Mountain range in Nevada, United States

The Seaman Range is a 30-mile (48 km) long mountain range in Lincoln and Nye counties, Nevada, in the western United States.

The range lies at the south perimeter of the large north-trending White River Valley, along with Coal Valley to its west. The eastern side of the mountain range forces the south-flowing White River to course southeast, south, and then south-southwesterly, towards Hiko and the Key Pittman Wildlife Management Area.

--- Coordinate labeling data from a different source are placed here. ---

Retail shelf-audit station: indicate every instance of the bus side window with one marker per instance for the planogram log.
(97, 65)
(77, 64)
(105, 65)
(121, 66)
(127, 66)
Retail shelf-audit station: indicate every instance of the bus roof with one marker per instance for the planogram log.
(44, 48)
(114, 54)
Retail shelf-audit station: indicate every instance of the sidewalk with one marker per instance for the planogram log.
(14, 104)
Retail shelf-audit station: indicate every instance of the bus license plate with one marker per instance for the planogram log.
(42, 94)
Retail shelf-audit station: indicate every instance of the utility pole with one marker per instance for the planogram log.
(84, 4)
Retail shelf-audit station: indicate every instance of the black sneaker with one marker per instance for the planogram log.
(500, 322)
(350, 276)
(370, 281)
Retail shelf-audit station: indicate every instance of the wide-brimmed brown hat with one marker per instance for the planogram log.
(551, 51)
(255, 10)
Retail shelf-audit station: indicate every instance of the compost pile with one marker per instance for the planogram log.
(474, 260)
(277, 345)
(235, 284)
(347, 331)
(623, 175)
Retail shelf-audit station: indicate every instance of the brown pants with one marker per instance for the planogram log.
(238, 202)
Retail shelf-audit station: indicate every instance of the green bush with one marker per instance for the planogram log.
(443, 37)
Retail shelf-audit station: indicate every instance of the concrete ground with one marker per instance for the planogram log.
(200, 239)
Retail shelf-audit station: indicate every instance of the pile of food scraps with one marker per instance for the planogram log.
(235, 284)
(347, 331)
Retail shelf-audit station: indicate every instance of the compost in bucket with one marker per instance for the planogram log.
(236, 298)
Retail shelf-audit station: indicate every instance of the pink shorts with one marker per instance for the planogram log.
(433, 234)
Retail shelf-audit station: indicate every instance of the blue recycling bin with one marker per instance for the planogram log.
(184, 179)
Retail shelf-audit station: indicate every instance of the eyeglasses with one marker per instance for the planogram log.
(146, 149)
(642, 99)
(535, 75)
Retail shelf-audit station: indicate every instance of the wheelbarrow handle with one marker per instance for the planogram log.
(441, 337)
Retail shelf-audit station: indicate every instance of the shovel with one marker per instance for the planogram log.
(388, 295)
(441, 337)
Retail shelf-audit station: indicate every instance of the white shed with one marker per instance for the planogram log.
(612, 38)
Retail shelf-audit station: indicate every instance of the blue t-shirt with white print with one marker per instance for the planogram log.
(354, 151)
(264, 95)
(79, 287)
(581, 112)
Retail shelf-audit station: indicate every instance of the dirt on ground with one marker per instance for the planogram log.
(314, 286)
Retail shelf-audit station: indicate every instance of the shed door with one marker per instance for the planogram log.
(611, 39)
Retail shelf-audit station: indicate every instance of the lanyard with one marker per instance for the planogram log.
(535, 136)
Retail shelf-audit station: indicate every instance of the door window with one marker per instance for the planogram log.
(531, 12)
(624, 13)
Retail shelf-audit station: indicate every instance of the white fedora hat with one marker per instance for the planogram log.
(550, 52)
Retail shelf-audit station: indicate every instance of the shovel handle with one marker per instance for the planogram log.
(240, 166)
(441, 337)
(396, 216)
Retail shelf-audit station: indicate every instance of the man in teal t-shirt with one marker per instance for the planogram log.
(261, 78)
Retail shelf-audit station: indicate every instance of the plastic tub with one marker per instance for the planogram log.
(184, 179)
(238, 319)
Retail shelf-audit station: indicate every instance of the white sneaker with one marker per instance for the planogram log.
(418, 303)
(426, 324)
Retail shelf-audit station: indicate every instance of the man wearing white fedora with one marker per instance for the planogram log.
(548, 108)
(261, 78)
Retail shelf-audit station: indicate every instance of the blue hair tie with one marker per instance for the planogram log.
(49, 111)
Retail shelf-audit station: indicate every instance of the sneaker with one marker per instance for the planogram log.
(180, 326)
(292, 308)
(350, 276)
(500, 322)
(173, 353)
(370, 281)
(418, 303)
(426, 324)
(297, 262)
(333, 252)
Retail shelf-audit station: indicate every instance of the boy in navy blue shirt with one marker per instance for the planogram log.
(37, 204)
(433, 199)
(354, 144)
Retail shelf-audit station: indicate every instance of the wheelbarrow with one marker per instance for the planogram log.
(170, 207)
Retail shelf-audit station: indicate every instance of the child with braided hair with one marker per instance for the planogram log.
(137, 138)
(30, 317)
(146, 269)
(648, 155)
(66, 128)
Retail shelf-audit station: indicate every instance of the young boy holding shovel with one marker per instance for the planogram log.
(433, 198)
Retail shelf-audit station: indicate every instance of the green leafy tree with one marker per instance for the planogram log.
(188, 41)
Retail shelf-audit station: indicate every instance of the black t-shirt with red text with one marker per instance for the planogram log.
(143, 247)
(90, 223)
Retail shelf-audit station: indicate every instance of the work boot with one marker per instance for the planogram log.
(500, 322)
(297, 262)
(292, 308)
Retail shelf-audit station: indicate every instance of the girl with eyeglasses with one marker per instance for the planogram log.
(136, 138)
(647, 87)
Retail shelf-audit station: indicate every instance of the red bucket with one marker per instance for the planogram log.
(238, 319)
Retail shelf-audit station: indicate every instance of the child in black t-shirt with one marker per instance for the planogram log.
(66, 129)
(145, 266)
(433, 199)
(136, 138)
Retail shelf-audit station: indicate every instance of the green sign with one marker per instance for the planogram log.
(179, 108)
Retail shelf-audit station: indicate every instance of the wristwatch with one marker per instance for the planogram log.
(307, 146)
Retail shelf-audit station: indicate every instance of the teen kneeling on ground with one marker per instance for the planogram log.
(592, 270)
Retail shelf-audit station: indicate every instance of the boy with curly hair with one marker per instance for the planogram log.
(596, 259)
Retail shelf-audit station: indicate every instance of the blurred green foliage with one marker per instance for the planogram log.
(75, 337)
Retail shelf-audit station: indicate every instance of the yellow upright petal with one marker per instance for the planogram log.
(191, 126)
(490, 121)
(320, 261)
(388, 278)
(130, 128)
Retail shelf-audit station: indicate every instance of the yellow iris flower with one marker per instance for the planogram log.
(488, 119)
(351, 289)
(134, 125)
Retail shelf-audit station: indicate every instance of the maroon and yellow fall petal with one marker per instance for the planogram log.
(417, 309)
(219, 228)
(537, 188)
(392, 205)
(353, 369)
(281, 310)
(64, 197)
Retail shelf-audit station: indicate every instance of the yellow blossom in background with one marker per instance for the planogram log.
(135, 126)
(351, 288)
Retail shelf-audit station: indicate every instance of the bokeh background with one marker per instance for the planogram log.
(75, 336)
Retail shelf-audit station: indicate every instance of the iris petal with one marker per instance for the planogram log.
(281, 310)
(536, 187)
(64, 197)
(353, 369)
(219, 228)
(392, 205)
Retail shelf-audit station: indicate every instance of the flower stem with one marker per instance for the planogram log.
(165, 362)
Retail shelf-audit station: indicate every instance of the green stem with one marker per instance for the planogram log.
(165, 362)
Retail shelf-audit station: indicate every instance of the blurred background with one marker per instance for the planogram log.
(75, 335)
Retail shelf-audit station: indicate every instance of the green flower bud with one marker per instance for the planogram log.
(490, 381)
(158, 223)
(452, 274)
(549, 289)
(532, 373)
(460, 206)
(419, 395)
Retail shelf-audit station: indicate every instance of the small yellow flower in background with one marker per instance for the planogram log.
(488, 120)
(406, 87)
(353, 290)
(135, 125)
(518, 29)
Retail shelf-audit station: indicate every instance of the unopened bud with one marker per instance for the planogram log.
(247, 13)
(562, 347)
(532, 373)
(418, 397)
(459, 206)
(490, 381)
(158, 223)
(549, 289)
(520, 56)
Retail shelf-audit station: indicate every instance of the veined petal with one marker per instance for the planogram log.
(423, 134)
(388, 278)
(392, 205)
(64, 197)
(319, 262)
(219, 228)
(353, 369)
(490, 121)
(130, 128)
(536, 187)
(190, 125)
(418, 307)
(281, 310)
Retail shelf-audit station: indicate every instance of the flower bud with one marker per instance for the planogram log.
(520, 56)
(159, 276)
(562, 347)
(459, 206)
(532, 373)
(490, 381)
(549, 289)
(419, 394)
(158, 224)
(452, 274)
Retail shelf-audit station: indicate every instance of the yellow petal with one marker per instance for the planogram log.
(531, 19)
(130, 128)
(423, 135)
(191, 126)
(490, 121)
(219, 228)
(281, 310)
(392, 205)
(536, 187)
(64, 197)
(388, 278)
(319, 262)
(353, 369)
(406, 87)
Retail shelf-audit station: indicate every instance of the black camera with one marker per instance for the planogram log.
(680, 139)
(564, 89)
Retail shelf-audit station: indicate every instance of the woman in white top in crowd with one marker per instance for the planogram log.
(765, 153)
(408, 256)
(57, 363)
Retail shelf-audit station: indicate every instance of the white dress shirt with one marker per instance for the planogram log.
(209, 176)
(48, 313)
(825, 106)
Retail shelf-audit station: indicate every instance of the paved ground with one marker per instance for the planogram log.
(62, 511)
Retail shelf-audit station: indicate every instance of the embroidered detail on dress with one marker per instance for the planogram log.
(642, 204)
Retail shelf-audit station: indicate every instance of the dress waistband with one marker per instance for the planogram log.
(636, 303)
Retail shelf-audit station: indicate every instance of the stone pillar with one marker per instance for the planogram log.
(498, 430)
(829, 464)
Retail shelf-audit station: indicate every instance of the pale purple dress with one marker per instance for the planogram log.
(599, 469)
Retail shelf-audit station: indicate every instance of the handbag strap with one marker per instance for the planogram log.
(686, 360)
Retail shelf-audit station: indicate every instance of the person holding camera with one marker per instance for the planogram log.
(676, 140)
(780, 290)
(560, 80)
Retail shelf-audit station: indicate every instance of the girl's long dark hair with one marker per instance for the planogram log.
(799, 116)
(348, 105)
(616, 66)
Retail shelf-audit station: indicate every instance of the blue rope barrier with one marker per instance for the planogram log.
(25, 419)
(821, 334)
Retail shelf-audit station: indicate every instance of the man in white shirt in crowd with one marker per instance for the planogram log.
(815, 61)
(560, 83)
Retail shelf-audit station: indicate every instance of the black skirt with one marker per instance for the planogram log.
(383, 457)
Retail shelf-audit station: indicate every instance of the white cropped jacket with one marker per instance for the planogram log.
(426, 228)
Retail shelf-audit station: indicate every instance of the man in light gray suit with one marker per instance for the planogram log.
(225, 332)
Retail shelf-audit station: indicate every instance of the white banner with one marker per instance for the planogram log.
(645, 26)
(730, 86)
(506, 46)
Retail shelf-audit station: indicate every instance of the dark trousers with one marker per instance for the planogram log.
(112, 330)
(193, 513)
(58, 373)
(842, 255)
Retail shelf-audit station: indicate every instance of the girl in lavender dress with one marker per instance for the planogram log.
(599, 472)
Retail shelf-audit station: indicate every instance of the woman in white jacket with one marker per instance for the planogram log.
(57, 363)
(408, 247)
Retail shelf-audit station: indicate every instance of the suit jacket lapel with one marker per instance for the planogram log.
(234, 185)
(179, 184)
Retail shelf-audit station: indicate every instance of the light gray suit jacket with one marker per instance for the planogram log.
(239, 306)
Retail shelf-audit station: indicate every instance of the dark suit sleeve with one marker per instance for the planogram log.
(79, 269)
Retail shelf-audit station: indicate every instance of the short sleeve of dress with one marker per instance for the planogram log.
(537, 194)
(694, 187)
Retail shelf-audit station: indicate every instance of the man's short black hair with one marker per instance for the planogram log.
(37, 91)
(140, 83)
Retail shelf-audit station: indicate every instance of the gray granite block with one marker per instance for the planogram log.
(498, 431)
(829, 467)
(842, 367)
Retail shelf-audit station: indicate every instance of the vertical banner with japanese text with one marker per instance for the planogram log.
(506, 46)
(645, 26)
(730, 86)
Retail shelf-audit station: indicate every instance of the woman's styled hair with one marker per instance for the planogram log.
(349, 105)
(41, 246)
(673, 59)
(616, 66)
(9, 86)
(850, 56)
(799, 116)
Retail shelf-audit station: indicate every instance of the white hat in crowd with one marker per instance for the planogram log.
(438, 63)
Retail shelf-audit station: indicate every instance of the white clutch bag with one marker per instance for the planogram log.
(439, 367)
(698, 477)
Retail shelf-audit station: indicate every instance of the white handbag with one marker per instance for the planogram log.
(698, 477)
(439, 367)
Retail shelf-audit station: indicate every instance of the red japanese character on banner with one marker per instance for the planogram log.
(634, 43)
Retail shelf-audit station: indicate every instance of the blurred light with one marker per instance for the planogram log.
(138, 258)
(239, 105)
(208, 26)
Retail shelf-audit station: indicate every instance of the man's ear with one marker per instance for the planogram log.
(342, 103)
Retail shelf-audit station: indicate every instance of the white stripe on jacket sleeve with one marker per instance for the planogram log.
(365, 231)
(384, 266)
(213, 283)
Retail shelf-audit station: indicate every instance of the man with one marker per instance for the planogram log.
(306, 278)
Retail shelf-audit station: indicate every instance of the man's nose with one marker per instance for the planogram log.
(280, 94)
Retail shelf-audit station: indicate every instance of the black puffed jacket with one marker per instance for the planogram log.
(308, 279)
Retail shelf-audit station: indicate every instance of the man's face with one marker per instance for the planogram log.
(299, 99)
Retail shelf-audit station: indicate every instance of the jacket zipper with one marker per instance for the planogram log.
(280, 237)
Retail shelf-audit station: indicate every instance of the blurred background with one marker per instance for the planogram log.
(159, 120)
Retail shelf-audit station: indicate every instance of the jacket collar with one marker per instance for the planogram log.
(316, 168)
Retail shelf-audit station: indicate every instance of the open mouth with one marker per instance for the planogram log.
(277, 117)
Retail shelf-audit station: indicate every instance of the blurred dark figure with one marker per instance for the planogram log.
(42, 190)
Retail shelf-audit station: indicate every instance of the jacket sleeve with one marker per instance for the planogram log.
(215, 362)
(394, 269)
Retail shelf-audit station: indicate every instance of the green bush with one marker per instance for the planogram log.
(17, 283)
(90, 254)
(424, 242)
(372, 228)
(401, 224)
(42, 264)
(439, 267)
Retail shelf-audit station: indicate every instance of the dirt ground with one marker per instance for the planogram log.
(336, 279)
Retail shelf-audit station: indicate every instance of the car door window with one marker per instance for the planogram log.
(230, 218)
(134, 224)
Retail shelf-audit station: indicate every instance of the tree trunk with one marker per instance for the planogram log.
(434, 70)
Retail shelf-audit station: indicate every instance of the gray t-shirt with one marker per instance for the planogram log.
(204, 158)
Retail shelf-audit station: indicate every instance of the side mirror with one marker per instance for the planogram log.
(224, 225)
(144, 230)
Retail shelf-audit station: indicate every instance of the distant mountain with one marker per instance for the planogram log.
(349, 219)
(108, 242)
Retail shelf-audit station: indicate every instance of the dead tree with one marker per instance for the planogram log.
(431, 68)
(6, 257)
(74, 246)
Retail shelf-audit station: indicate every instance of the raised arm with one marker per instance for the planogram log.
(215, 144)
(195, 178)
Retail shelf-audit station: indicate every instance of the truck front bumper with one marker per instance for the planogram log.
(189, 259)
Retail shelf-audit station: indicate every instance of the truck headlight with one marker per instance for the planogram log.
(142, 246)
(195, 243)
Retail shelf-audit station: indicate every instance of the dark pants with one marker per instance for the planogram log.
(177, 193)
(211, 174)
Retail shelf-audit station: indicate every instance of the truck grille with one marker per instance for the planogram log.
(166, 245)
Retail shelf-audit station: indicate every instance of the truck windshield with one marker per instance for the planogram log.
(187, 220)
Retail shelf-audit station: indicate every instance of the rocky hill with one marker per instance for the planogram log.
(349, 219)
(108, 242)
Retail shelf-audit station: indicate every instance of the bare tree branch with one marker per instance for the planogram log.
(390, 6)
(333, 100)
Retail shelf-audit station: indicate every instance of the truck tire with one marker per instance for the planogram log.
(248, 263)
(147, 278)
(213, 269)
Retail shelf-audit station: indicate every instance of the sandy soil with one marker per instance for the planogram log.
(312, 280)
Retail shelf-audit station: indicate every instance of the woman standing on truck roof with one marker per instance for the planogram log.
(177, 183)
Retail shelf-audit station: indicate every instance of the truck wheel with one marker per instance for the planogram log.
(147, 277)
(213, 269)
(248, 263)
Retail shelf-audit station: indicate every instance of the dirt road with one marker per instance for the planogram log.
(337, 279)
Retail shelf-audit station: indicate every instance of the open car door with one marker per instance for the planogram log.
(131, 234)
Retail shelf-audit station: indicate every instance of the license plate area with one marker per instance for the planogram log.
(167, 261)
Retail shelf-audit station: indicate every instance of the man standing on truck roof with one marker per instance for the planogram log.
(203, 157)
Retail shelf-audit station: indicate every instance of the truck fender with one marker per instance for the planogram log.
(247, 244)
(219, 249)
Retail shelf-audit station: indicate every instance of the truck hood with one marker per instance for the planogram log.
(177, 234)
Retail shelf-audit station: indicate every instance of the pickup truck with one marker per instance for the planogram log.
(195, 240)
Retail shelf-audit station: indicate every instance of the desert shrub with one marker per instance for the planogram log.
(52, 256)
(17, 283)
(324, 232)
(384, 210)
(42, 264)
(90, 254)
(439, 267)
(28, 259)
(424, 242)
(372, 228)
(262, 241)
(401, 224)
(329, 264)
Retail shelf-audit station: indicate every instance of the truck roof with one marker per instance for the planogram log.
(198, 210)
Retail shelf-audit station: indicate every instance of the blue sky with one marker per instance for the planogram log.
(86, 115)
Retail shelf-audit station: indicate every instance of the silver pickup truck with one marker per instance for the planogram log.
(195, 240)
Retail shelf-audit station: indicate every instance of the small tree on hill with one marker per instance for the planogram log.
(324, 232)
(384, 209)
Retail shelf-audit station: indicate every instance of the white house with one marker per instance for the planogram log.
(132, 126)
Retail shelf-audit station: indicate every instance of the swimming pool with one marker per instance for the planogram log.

The central-south of the range is anchored by the Timber Mountain massif and on its southeast creates the White River Narrows. The Weepah Spring Wilderness is located at Timber Mountain.

==Description==
The range is made of two trending sections; the north section trends from Timber Mountain, about 10 mi due northwest, at the south of White River Valley. The massif of Timber Mountain at 8442 ft anchors the range center. The entire south section, about 20 mi long trends south-southwesterly. Coincidentally, for this region, the following ranges, valleys, and rivercourses show this parallelism trend, part of the Basin and Range: the list from west to east are: Golden Gate Range, Coal Valley, Seaman Range, section of the White River, Delamar Valley and Dry Lake Valley, Burnt Springs Range, Delamar Mountains, and in the east, section of Meadow Valley Wash.

==Access==
Nevada State Route 318 traverses the southeast, east, and part of the northeast of the range. It follows the course of the White River, from Hiko and Crystal Springs, about 20 miles south of Timber Mountain. Route 318 continues north into the east side of White River Valley, reaching Lund, about 50 mi distant.

Unimproved dirt road Seaman Wash Road at the southwest range perimeter, accesses the center-south of Coal Valley, and the Coal Valley Reservoir, at dissected land or saltflats. Other unimproved roads from eastern Coal Valley or Seaman Wash Road access the west, southwest, and northwest of the range.